Kalvholmen Motorstadion
- Location: Kalvholmsgatan, 652 21 Karlstad, Sweden
- Coordinates: 59°22′15″N 13°32′08″E﻿ / ﻿59.37083°N 13.53556°E
- Operator: motorcycle speedway
- Opened: 1970
- Length: 297 m (0.185 mi)

= Kalvholmen Motorstadion =

Stadium in Karlstad, Sweden

Kalvholmen Motorstadion is a motorcycle speedway track located in the southeast of Karlstad. The facility on the Kalvholmsgatan forms part of a complex that includes, speedway, Rally cross and Cross Kart.

The stadium hosts the Karlstad Speedway (Solkatterna) team that competes in the Swedish Speedway Team Championship.

==History==
The track's origins started in the late 1960s, with a search by the motor club association for a new site, following the speedway team's move away from the short lived Färjestad's Trotting Track. The association found a landfill area and began construction in 1970 and opened it in the Autumn of the same year.

In 1979, a smaller 80cc track was constructed inside of the main 500cc track.

The venue hosted the World Championship Swedish final round during both the 1983 Individual Speedway World Championship and 1989 Individual Speedway World Championship and the final of the Swedish Individual Speedway Championship in 1984.

Tony Rickardsson, a multiple world champion set a track record of 56.3 seconds on 8 September 2004.

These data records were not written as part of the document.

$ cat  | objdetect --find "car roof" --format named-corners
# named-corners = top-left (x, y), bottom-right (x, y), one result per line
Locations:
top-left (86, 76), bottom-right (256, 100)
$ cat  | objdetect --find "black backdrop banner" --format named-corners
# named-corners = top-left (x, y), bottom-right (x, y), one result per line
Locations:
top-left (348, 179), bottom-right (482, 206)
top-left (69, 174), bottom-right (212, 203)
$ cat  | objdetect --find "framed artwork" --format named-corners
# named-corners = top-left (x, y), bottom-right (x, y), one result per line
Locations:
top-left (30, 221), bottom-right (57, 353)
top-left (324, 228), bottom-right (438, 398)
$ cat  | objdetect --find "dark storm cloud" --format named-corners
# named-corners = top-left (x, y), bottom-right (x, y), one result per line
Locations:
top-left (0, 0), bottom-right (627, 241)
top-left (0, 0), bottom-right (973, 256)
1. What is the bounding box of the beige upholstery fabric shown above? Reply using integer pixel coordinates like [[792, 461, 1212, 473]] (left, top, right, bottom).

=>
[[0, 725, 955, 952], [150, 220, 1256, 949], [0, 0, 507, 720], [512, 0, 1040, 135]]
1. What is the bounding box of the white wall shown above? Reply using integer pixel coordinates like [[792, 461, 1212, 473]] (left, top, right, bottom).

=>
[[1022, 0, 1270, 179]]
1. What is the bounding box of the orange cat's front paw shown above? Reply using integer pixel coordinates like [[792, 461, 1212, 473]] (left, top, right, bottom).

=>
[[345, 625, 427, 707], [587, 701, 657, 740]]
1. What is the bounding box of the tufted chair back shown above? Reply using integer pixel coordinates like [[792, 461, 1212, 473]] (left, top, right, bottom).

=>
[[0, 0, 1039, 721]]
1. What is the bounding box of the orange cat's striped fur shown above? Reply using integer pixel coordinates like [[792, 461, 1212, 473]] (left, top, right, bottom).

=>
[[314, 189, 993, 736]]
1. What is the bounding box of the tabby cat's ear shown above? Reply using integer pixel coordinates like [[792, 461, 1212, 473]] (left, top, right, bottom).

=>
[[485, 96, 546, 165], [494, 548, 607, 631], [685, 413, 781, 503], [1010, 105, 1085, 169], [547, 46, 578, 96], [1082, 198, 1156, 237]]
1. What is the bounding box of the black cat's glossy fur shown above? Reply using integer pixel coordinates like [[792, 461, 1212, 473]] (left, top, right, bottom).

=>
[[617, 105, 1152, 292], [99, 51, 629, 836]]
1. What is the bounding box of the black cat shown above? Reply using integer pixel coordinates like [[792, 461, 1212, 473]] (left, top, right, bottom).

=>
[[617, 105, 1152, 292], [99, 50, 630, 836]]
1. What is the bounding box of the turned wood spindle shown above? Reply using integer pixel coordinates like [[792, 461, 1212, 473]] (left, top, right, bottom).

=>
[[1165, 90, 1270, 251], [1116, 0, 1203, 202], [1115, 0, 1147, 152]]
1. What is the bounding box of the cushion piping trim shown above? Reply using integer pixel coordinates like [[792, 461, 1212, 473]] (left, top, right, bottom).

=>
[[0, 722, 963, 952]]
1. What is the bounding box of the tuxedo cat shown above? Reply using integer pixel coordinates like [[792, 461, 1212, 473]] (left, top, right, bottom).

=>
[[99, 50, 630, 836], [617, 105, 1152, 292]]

A dispute over ownership surfaced in late 2016, when Solkatterna and the Karlstad municipality disagreed as to who owns the site. Solkatterna claimed the land was owned by Karlstad's mechanical workshop (KMW) when the track was built and before the municipality bought the land, stating that the stadium was therefore still owned by the club. The municipality claimed that when they bought the land in 1970, they took responsibility for the stadium.